Shinya Tsukamoto vuelve
a lo que mejor sabe hacer, y podríamos reducir ese concepto a la saga de Tetsuo, pero, por enunciarlo de forma
algo más general, se podría decir que a ese espectáculo audiovisual, cercano al
videoarte, que deja atrás la trama para centrarse en transmitir su mensaje
mediante las percepciones.
La introducción es aplastante, salvaje, llegando a la cumbre de la
película quizá ya demasiado pronto, con esos créditos de rabia y odio. Pero
después, no decae demasiado, volviendo a su conocida poesía tecnológica, sudor
de aceite, mucho metal y una banda sonora impecablemente poderosa. Se le podrían achacar dos puntos en contra, el primero
lo esgrimirían los espectadores más contrarios a lo que muchas veces se viene a
definir como la estética de videoclip. Tsukamoto juega con la estética de un
modo extremo y desbordado, pero esto no tiene por qué ser un punto en contra,
siempre que su planteamiento funcione, y aquí, el poder furibundo de sus
imágenes y la portentosa banda sonora penetran en el espectador.
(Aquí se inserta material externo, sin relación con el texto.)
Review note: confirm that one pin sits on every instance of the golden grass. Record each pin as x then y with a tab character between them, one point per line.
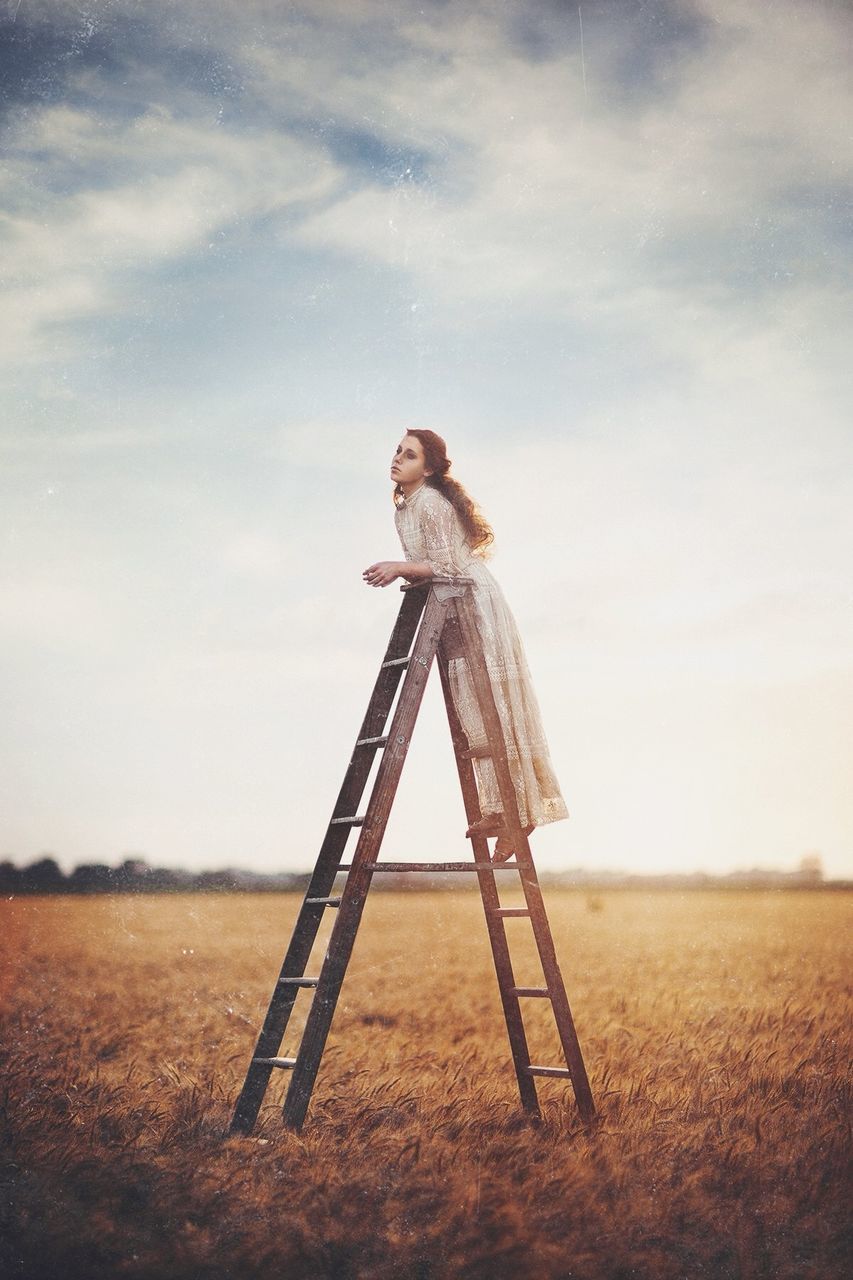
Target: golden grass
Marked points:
715	1028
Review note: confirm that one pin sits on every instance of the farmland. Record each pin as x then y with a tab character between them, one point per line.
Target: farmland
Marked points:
715	1028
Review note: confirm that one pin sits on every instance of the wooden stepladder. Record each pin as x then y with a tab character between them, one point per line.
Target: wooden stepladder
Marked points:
448	630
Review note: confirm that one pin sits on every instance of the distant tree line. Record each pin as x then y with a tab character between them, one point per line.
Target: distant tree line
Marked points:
136	876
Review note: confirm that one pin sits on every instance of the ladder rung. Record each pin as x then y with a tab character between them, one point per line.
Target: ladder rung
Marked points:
433	867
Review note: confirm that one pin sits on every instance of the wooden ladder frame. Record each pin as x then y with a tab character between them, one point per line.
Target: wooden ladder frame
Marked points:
447	627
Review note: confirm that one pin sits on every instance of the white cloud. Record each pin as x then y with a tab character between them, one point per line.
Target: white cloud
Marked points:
89	251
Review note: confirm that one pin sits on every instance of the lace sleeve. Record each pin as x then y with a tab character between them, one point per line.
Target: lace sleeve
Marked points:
437	530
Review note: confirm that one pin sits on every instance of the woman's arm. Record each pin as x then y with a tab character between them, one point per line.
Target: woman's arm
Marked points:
386	571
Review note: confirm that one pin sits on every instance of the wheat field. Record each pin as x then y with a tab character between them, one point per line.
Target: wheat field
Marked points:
715	1028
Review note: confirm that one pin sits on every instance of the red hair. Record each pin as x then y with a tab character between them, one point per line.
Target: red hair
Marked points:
478	530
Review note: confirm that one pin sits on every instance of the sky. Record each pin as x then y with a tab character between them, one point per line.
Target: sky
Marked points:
601	248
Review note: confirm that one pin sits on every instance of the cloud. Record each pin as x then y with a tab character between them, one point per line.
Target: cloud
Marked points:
97	250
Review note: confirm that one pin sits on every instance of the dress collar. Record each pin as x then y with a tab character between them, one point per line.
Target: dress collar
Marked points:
405	501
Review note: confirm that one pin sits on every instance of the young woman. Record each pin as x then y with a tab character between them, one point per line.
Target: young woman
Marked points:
443	533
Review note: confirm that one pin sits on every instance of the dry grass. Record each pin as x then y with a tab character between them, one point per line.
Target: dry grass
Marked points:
715	1027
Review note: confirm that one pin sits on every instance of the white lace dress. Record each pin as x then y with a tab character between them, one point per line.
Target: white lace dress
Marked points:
430	530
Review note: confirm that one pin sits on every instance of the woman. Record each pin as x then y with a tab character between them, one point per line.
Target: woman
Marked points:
443	534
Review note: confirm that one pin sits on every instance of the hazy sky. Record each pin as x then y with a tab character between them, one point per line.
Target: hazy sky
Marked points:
603	250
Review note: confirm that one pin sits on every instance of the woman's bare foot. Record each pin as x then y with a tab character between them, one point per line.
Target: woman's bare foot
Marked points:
503	848
491	824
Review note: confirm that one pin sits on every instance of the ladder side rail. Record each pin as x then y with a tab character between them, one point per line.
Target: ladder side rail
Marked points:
556	987
529	880
310	915
489	713
488	888
360	876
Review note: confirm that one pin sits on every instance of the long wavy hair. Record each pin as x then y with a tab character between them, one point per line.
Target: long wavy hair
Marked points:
478	530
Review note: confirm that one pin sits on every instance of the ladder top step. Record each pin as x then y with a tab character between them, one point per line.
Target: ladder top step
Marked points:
425	581
434	867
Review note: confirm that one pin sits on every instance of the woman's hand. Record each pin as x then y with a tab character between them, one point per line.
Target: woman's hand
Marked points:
382	572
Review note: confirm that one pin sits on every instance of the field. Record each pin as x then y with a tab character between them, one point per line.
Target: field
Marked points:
715	1028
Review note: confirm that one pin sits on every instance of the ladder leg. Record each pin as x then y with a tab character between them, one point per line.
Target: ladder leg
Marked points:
346	924
491	903
556	987
320	885
464	615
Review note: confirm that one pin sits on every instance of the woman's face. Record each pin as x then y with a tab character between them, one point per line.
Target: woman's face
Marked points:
409	462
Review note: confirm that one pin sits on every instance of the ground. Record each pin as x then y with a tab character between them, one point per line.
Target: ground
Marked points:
715	1028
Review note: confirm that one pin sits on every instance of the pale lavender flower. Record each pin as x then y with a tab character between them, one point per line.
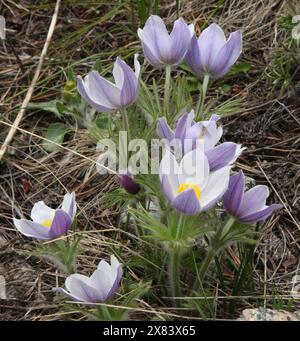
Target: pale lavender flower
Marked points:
128	183
212	54
47	223
250	206
190	186
105	96
160	47
98	288
189	135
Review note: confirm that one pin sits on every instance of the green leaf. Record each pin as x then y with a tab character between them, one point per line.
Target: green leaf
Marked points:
239	68
56	133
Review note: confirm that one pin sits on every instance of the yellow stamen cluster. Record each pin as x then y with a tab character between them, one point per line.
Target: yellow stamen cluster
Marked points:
188	185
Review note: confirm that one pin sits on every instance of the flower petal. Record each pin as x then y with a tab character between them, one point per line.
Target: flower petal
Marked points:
180	40
169	186
103	91
221	155
216	186
211	40
80	287
107	277
31	229
193	59
187	202
194	168
227	55
151	56
234	195
156	37
129	184
169	167
83	89
40	212
130	87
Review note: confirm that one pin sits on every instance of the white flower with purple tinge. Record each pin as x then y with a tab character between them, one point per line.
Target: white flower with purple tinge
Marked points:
212	54
161	48
47	223
105	96
189	135
190	186
98	288
250	206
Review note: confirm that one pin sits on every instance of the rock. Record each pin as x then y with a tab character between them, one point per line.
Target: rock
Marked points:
262	314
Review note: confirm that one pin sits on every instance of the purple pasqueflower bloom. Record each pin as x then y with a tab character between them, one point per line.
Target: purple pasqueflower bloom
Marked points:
190	186
161	48
47	223
211	54
250	206
99	287
105	96
128	183
189	135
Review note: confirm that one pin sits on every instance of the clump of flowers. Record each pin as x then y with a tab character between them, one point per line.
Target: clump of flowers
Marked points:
196	200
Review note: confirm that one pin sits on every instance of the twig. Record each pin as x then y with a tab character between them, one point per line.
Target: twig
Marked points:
283	203
29	93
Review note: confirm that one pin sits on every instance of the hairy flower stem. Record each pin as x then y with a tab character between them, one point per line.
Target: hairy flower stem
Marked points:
167	90
206	263
125	121
204	87
104	313
174	266
174	274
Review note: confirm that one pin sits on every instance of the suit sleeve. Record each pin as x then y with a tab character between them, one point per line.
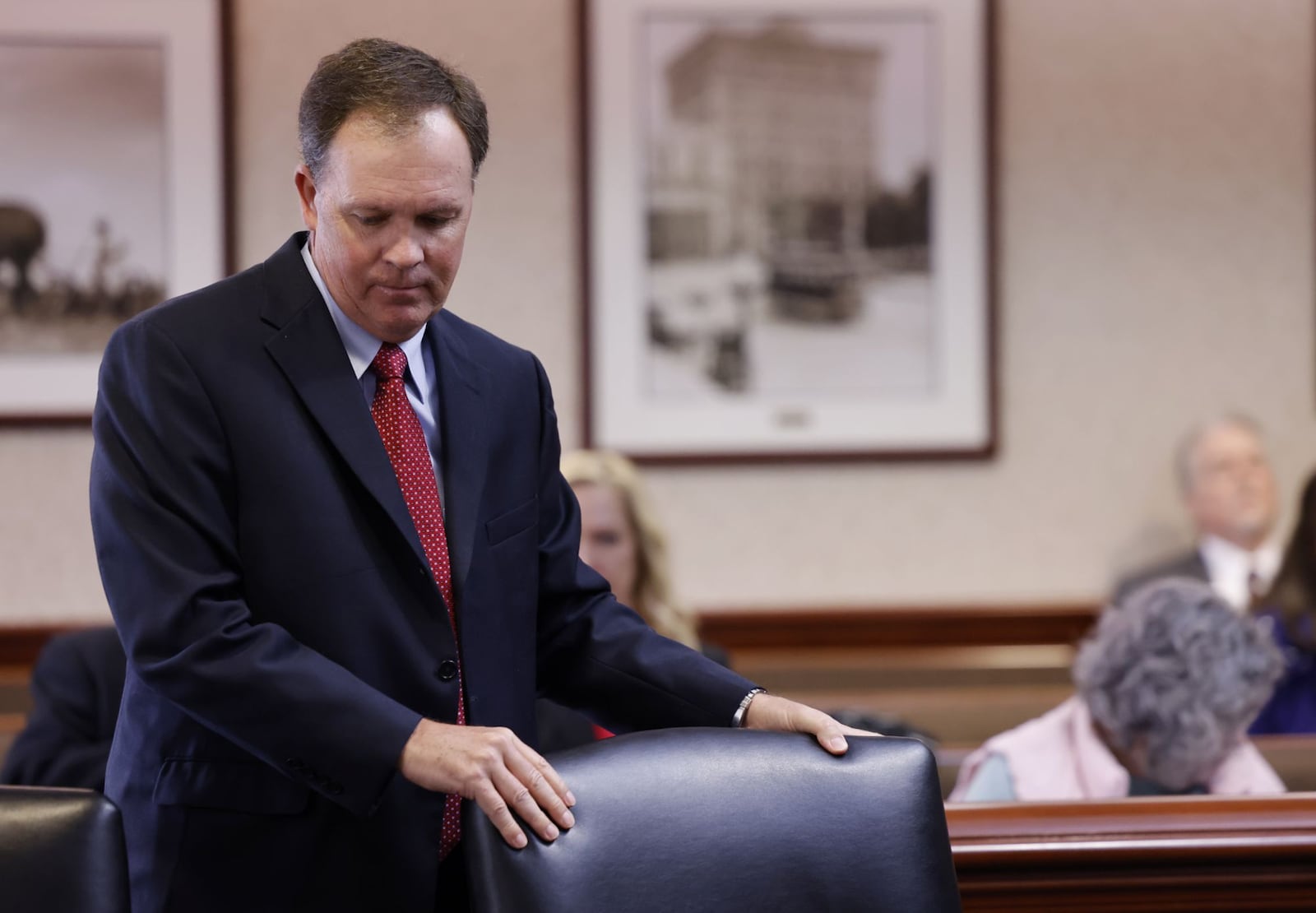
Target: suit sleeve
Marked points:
596	654
164	520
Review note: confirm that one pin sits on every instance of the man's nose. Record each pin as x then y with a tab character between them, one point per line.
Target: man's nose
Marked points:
405	252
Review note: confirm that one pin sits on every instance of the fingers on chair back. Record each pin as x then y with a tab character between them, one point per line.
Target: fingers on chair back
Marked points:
730	820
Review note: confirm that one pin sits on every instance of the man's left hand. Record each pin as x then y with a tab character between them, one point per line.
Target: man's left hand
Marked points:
780	715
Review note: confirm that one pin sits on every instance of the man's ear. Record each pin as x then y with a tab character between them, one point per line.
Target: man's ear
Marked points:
307	197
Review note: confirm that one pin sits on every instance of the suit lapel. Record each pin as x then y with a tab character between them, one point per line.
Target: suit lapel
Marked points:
464	416
309	353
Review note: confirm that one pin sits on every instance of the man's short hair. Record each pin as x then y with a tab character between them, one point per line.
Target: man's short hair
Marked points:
1189	443
395	86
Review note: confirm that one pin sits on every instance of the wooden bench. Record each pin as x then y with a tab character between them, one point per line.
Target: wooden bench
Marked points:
1293	757
961	674
1199	853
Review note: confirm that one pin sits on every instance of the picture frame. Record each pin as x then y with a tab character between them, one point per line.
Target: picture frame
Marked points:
114	186
787	229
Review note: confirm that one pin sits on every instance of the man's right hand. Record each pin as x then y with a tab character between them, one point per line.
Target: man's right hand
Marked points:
495	770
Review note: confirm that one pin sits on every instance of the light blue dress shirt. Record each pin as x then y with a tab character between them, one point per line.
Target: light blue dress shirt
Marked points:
421	375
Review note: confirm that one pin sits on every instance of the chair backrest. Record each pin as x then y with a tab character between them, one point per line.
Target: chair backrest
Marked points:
61	850
730	820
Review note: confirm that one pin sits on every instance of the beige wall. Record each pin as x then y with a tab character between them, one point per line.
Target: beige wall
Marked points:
1156	212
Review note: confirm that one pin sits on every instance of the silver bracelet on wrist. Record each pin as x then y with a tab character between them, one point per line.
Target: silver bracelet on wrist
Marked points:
739	720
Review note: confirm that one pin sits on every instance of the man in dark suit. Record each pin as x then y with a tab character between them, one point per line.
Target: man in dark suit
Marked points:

La segunda crítica que se le puede hacer es el
estancamiento. Si hace veinte años ya consiguió una verdadera joya en este
sentido, ¿qué aporta esta tercera parte, que en cuanto a planteamiento
intelectual no parece añadir nada más? Quizá esta película no es tan redonda como
aquella, pero el virtuosismo de su montaje frenético y esta renovada estética digital, de
tonos apagados, está a la altura de aquel blanco y negro granulado de entonces. La cámara no para, parece caótica y a la vez perfectamente milimetrada. Verdadero talento.
En definitiva, un disfrute (a la vez que desagrado) para
los sentidos, que podría exponerse tranquilamente en una sala del Guggenheim (el de
Nueva York, claro). Puro lenguaje audiovisual empapado de moderno surrealismo.